I try to follow the very nice tutorial on Vector Dialect AArch64 Codegen ForMatrix-Matrix Multiplication. However, I’m not generating code for AArch64, but for my x86_64 PC (under MacOS).
When compiling the first example (in page 2) I noticed that the generated code contains no fused multiply-add instruction. I thought x86_64 has such instructions for vectorized code.

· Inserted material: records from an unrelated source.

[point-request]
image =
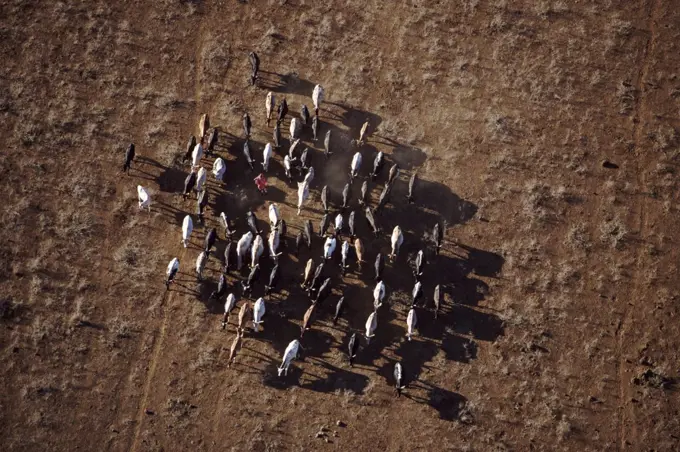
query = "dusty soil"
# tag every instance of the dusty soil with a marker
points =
(560, 326)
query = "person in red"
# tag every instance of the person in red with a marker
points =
(261, 183)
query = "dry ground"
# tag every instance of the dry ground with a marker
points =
(560, 329)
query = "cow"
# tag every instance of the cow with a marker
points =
(242, 248)
(303, 194)
(323, 292)
(351, 224)
(411, 188)
(247, 125)
(304, 114)
(171, 272)
(288, 356)
(129, 157)
(187, 227)
(287, 168)
(269, 105)
(243, 317)
(274, 216)
(252, 277)
(305, 159)
(201, 176)
(411, 321)
(254, 67)
(143, 198)
(225, 223)
(329, 247)
(379, 266)
(359, 249)
(437, 237)
(396, 240)
(437, 300)
(219, 168)
(378, 163)
(221, 288)
(315, 127)
(352, 348)
(345, 255)
(346, 195)
(364, 193)
(228, 307)
(256, 250)
(294, 129)
(227, 256)
(416, 293)
(306, 319)
(420, 264)
(362, 134)
(235, 347)
(371, 326)
(189, 184)
(210, 238)
(324, 198)
(339, 307)
(276, 136)
(309, 231)
(308, 273)
(212, 140)
(273, 242)
(338, 225)
(317, 98)
(266, 155)
(378, 295)
(201, 260)
(327, 144)
(251, 220)
(246, 153)
(355, 166)
(258, 313)
(203, 126)
(201, 203)
(371, 221)
(394, 173)
(282, 111)
(398, 379)
(189, 149)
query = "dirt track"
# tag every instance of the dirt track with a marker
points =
(559, 330)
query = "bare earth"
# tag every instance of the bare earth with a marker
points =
(560, 324)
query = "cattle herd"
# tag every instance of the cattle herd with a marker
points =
(251, 245)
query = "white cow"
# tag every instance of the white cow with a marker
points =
(378, 294)
(257, 250)
(294, 128)
(242, 248)
(317, 97)
(288, 356)
(397, 240)
(266, 155)
(196, 155)
(303, 194)
(411, 320)
(200, 180)
(329, 247)
(143, 198)
(201, 260)
(371, 326)
(356, 164)
(258, 312)
(274, 216)
(187, 228)
(219, 168)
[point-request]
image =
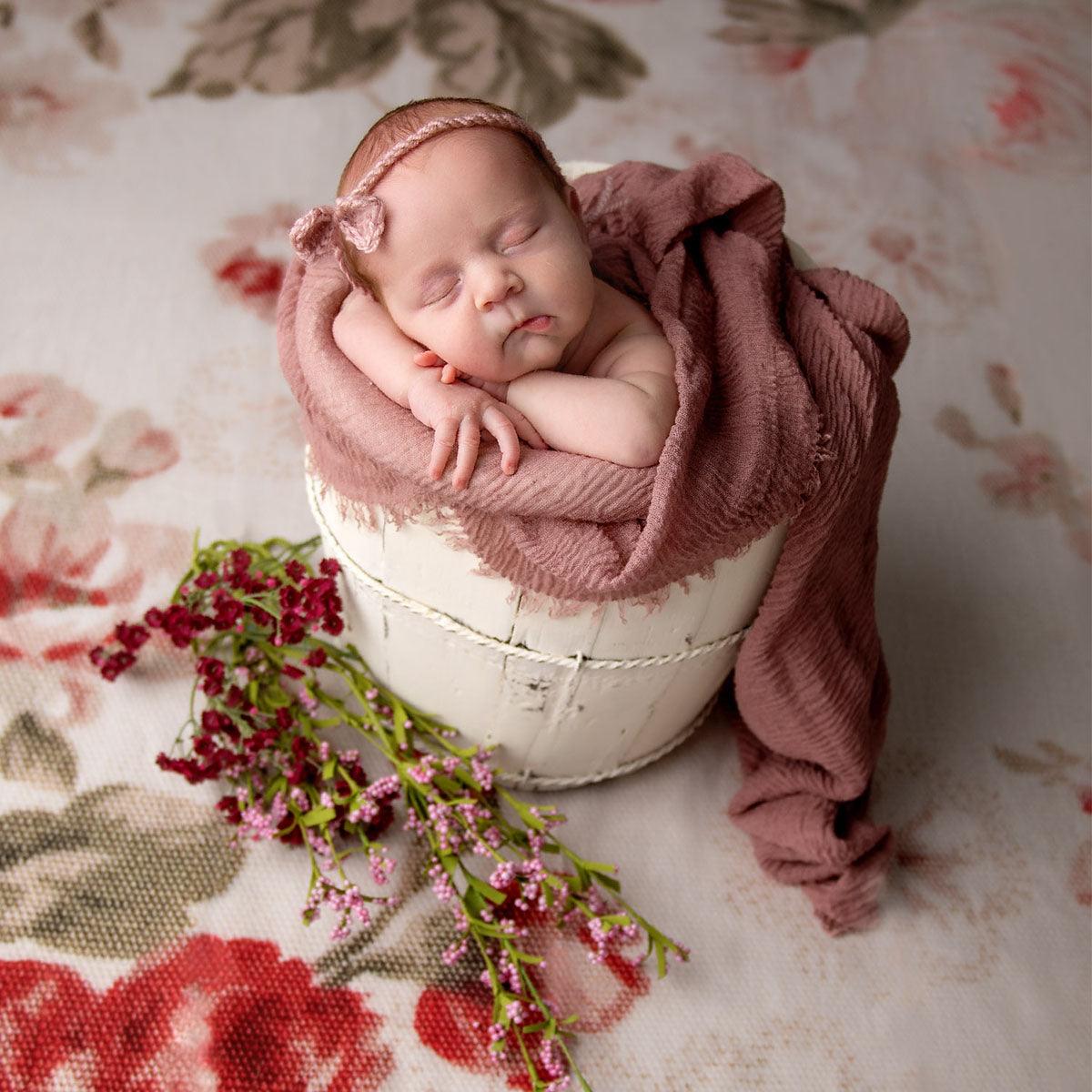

The compilation command I’m using is:
mlir-opt --convert-vector-to-llvm='reassociate-fp-reductions=1' \
--convert-std-to-llvm sample.mlir | \
mlir-translate --mlir-to-llvmir | \
llc -o sample.s
Is this normal?
PS: would it be possible to also provide the code that calls function
@vector_outerproduct_matmul_2d_4x4x4xf32_kernel to perform a 32x32x32 or 512x512x32 matrix multiplication? I’d like to see what the correct way of loading the vector registers is.
PS2: I noticed (in the last table) the performance loss when moving the kernel size from 64 to 512. Does this mean that the outer loops are not well optimized?
--fp-contract=on with llc - FMA instructions won’t be used by default. (You’ll find more information at https://llvm.org/docs/LangRef.html#floating-point-environment or llc --help.)
--fp-contract=on to the
llc call, still no change. The beginning of the generated code looks like this:
movq 16(%rsp), %rax
movaps (%rsi), %xmm4
movaps 16(%rsi), %xmm5
movaps 32(%rsi), %xmm6
movaps 48(%rsi), %xmm11
movaps (%r8), %xmm7
movaps 16(%r8), %xmm10
movaps 32(%r8), %xmm9
movaps 48(%r8), %xmm8
movaps %xmm4, %xmm0
shufps $0, %xmm4, %xmm0 ## xmm0 = xmm0[0,0],xmm4[0,0]
mulps %xmm7, %xmm0
addps (%rax), %xmm0
movaps %xmm5, %xmm1
shufps $0, %xmm5, %xmm1 ## xmm1 = xmm1[0,0],xmm5[0,0]
mulps %xmm7, %xmm1
addps 16(%rax), %xmm1
There are 16
mulps/addps pairs in the whole code, I didn’t copy all of them here.
I’m on the
71b823dd68f67d9594d83f8b33c46f7a60d1b305 commit of
llvm-project, from March 22.
PS: Is it correct to assume that the code generator uses SSE instead of AVX because the input vector size is 4x4? If the input vectors were 8xf32, would/should it have used the ymm registers?
It’s probably because of the target. (You are using llc with the default options). Please be aware of the
cpu it’s generating instructions for.
--march=x86-64 -mcpu=core-avx2 (even without
--fp-contract=on) it issues
fmadd instructions. However, it still remains on XMM registers (SSE). What can I do to move to YMM (AVX)?
I think you should really post this on the LLVM forum - this already had really nothing to do with MLIR but with LLVM code generation!